Das Gerechtigkeitsprinzip berührt bei der Triage ganz stark die Verteilung. Wie werden Beatmungsmaschinen gerecht verteilt? Und die Tauschgerechtigkeit verbietet es, sich an einer Krise zu bereichern, also etwa Knappheiten auszunutzen, um Geschäfte zu machen. Die personale Gerechtigkeit verfährt nach dem Grundsatz „suum cuique“, jeder soll genau das bekommen, was er braucht. Und als viertes Element ist hier ein von Aristoteles geprägter Gerechtigkeitsbegriff sehr wichtig, der besagt, dass man Gleiches gleich behandeln muss und Ungleiches ungleich. Also obwohl wir alle dieselbe Menschenwürde haben, muss man mit einem abhängigen kleinen Kind anders umgehen als mit einem Erwachsenen. Oder mit einem hilflosen alten Menschen anders als mit einem stämmigen 20-Jährigen, der sich selbst versorgen kann. Das ethische Prinzip Nichtschaden ist in Triage-Situationen besonders schwierig zu befolgen, denn hier wird natürlich Menschen geschadet. Aber das darf nicht das Ziel sein, der Nutzen muss immer im Vordergrund stehen.

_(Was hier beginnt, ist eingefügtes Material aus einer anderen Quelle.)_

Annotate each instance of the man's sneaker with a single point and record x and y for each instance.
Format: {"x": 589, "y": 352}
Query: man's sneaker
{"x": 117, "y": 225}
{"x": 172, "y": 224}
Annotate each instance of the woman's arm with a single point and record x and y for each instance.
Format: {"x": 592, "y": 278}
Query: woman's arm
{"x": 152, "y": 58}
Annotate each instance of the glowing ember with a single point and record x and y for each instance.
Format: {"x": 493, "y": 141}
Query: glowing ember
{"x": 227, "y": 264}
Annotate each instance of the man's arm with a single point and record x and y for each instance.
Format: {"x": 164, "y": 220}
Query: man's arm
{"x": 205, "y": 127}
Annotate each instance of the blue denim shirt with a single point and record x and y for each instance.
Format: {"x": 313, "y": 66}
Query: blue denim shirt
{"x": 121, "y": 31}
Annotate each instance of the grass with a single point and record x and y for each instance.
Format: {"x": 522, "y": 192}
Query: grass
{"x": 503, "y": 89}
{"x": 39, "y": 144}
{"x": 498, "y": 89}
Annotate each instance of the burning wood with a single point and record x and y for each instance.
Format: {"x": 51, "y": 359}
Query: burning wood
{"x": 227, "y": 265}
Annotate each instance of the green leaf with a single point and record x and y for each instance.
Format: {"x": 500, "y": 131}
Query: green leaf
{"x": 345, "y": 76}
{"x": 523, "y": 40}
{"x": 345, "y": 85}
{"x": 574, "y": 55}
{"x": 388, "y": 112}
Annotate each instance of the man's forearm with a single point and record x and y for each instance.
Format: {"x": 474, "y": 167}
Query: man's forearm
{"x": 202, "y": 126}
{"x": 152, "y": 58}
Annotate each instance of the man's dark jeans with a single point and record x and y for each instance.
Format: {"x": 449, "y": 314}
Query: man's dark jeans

Interview: Uschi Sorz; Bild: depositphotos.com

Matthias Beck, DDr.

Medizinethiker, katholischer Moraltheologe und Mitglied der österreichischen Bioethikkommission

Beck ist außerordentlicher Universitätsprofessor für Moraltheologie mit Schwerpunkt Medizinethik an der Universität Wien. Unter anderem ist er Sachverständiger im Deutschen Bundestag und Mitglied des Beratergremiums der Europäischen Bischofskonferenzen (COMECE) in Brüssel, der Europäischen Akademie der Wissenschaften und Künste und der Akademie für Ethik in der Medizin. Er ist außerdem Mitglied der Bioethikkommission, die die österreichische Bundesregierung berät.